Up, Up and Away

Before there were space shuttles or airplanes, men experimented with other options of ascending into the heavens. Some means were less successful than others, contraptions attached to the body imitating the wings of birds being but one example. In the late 18th century, men experimented with another possible method of flight, the hot air balloon. At first the balloons were launched with no passengers, then with various animal riders, and finally carrying men.


The first recorded manned flight in a balloon left from Paris on November 21, 1783. This 22 minute flight was piloted by Jean François Pilâtre de Rozier and the Marquis François-Laurent d’Arlandes. Many others pilots followed them into the skies, including Jean Pierre Blanchard who led the first balloon flight in America on January 9, 1793. His ascent is believed to be depicted in the woodcarving shown above.

Blanchard had flown many times before. This particular balloon flight was his 45th ascension. The French aeronaut planned a demonstration of his art in Philadelphia at the Walnut Street Jail, located near the site of what is now Independence Square. After marketing the flight ahead of time, Blanchard intended to charge onlookers $5 to see his balloon take off. This price was later lowered to $2 as he discovered fewer people were buying tickets because they reasoned that they could just as easily see the balloon fly from outside the prison walls.

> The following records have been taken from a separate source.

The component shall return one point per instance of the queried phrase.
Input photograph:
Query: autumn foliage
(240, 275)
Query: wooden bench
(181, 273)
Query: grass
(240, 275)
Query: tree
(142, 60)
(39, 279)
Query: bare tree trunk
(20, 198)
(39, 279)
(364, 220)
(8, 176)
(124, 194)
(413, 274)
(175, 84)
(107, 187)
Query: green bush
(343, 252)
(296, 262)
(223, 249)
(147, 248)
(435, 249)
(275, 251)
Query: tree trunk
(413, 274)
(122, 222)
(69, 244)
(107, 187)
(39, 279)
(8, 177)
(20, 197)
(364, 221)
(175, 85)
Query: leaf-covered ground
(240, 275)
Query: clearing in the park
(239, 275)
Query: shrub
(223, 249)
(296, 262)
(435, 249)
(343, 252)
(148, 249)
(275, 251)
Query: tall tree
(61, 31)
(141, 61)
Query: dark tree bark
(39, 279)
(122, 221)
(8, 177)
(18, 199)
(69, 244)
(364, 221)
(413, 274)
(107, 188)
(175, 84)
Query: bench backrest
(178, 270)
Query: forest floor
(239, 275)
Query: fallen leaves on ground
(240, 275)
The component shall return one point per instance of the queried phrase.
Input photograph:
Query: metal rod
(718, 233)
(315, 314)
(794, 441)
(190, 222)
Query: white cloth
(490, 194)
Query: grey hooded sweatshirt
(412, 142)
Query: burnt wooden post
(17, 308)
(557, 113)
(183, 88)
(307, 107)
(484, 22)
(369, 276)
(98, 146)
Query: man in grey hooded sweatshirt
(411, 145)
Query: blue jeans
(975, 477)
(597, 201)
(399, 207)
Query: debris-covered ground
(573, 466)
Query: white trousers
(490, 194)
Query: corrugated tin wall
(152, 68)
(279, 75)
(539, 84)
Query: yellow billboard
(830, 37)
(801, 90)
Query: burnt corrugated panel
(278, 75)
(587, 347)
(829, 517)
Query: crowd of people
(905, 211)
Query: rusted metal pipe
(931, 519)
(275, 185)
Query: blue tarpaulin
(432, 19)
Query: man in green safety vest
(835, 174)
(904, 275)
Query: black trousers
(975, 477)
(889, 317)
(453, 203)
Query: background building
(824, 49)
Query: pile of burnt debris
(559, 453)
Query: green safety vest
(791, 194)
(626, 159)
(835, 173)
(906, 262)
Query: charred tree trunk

George Washington and Thomas Jefferson, among a number of other notable figures were present for the take off. Washington sent along with Blanchard a note explaining the demonstration and imploring that people aid him whenever and wherever he eventually landed. (When the first unmanned hot air balloon experiment landed in Europe, it is said that farmers attacked the balloon with a pitchfork, not understanding what it was). In addition to the letter, Blanchard also brought along a bottle of wine to present to any unsuspecting landowners he might encounter at the end of his flight. Around 10 am on that day he took off from the grounds of the Walnut Street Jail. While in the air he performed many experiments. In addition to the expected meteorological experiments (recording the pressure, temperature, and other general weather conditions), he also filled several bottles with air to be studied later, took his pulse (which, on average, he found to be higher while he was in the air than when he was on the ground), and weighed a stone. He later landed in Gloucester County, New Jersey.

Blanchard had hoped to make enough money from selling tickets to view the flight to cover his expenses. When he fell rather short of this goal, Blanchard remained in Philadelphia experimenting and inventing other forms of transportation. He remained here until moving on in 1795 when yellow fever epidemics in the city caused people to be cautious about gathering together in groups to witness his experiments.